Sur le champ, l’hôtesse prend la canette de bière du passager, l’ouvre et lance : «c’est ouvert, vous ne pourrez pas l’utiliser comme une arme». Mme Ahmad regarde alors autour d’elle et appelle à témoin les autres passagers de la discrimination dont l’hôtesse a fait preuve. Mais il aurait été préférable qu’elle ne pose jamais cette question parce que la jeune femme recevra une réponse virulente.
«Musulmane, vous devez vous taire»
«L'homme assis près du couloir en face de moi m’a hurlé : "vous êtes musulmanes, vous devez la f*****"», confie-t-elle. Choquée, elle a demandé des explications. «Il s’est alors penché au-dessus de son siège. Me regardant droit dans les yeux, il a dit : "Oui, vous savez que vous souhaitez l’utiliser comme une arme, alors f*****-la"», raconte la jeune femme soulignant qu’elle sentait «la haine dans sa voix et dans son regard enragé». Face à l’insensibilité des passagers, Mme Ahmad a fondu en larmes.

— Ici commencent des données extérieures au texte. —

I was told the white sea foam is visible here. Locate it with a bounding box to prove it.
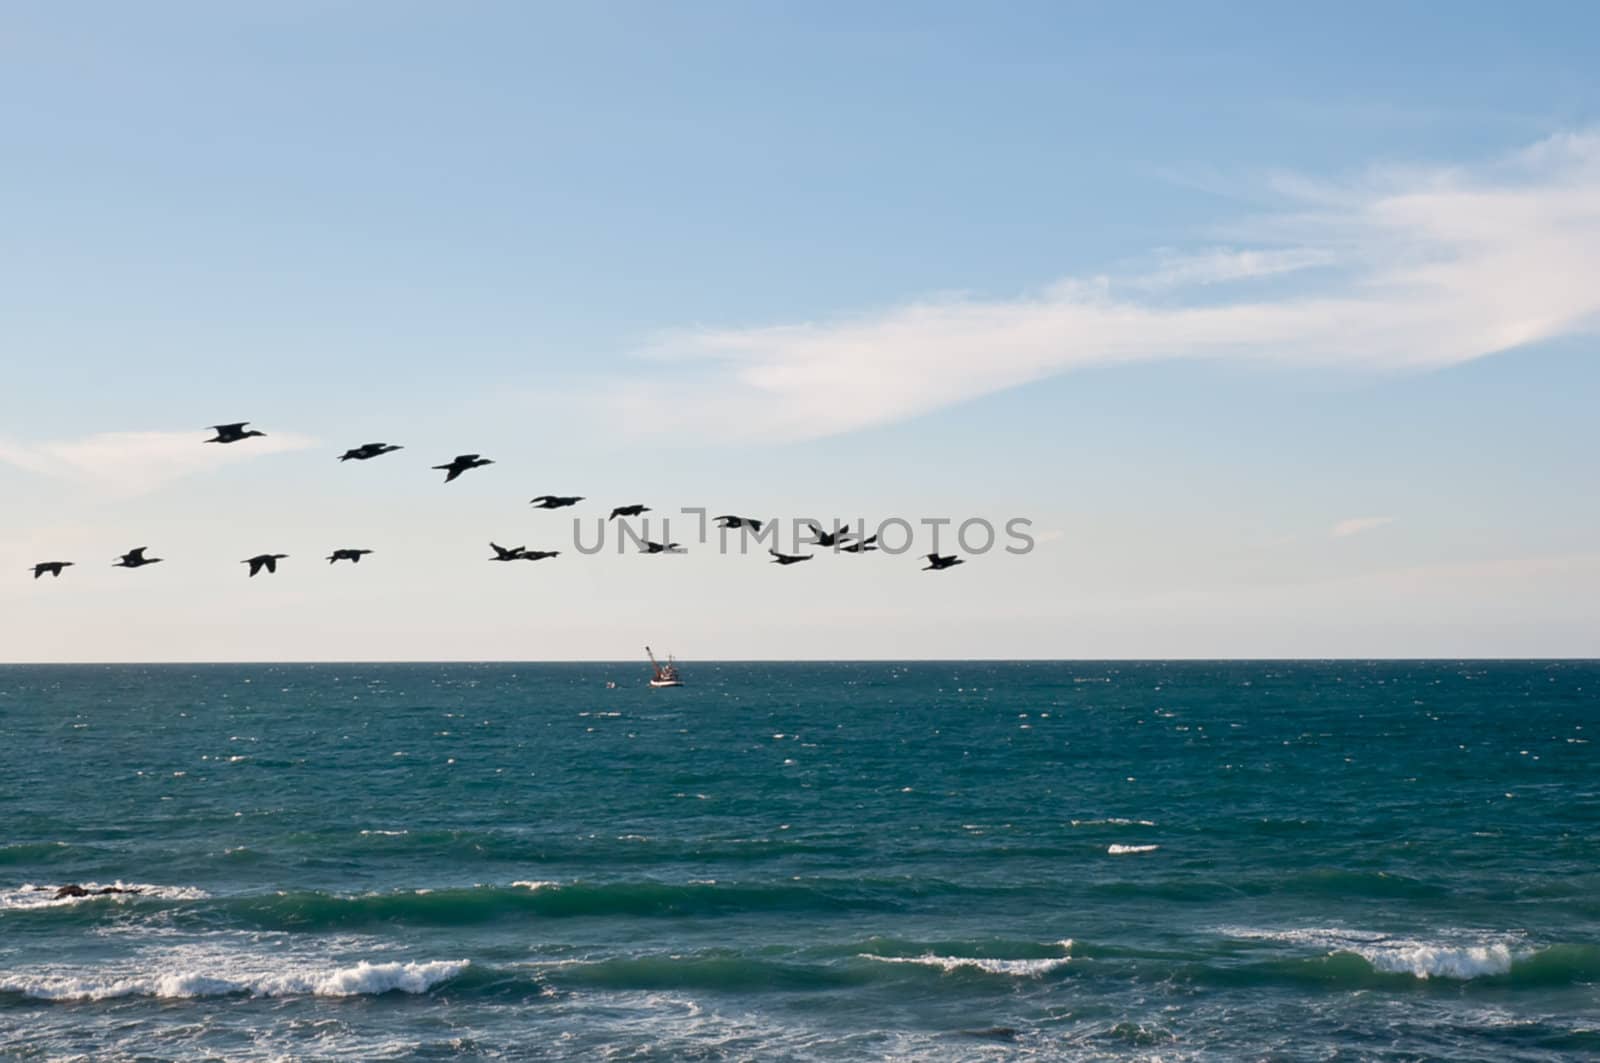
[1070,818,1156,827]
[1107,844,1160,854]
[512,880,559,891]
[1,882,209,911]
[0,958,467,1001]
[860,953,1071,977]
[1363,942,1517,979]
[1216,926,1529,980]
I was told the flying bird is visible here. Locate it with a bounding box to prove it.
[433,454,494,482]
[31,561,74,579]
[242,553,288,577]
[518,550,561,561]
[715,515,764,532]
[769,550,813,566]
[639,541,684,554]
[489,542,529,561]
[113,547,162,569]
[609,504,650,520]
[923,553,965,571]
[530,495,585,509]
[326,548,374,564]
[206,422,265,444]
[338,443,402,462]
[841,536,879,553]
[804,521,855,548]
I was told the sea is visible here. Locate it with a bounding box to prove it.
[1,661,1596,1061]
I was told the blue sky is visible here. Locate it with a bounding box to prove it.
[2,2,1597,660]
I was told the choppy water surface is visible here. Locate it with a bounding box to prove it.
[1,661,1597,1060]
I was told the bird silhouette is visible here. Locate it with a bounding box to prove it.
[923,553,965,571]
[31,561,74,579]
[242,553,288,577]
[326,548,373,564]
[841,535,879,553]
[769,550,813,566]
[489,542,529,561]
[715,515,764,532]
[206,422,265,444]
[609,504,650,520]
[113,547,162,569]
[338,443,402,462]
[804,521,855,548]
[518,550,561,561]
[640,541,684,554]
[433,454,494,482]
[530,495,585,509]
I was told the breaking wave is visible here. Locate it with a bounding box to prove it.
[859,953,1074,977]
[0,959,467,1002]
[0,882,209,911]
[1215,927,1600,985]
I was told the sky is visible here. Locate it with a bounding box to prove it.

La jeune femme a dénoncé une «islamophobie réelle» au pays de l’Oncle Sam, suscitant très vite les réactions des internautes qui allaient quasiment tous dans le même sens, appelant au boycott de la compagnie. Le hashtag #unitedfortahera a été lancé sur Twitter et la nouvelle s'est propagée en quelques instants.
Pour tenter de calmer la situation, l’hôtesse s’est verbalement excusée, avouant que les propos de l’autre passager avaient été «inappropriés». Comme pour gommer l’incident, le porte-parole de United Airlines a déclaré aux médias que la compagnie «soutient fermement la diversité et l’inclusion», rapporte CNN. Dans un communiqué de presse officiel, la direction a simplement évoqué un «malentendu», d'après la même source.
Déception
Tahera Ahmad s’est dit «déçue» que la compagnie ne reconnaisse pas la discrimination dont elle a été victime, surtout que des mésaventures du genre sont courantes pour elle depuis plusieurs années. «Depuis septembre 2011, je suis souvent victime de discrimination», affirme la jeune femme, ajoutant qu’on lui a craché dessus, arraché son hijab, … «Le problème ne vient pas de la canette de soda, mais plutôt d’un environnement qui encourage les gens à être humiliants et blessants», estime la jeune musulmane.
L’islamophobie aux Etats-Unis devient de plus en plus un véritable phénomène de société. Et les femmes sont souvent de grandes victimes et généralement tout part de faits assez banals. En avril dernier, une marocaine était accusée à tort de tentative d’attentat dans une pizzeria.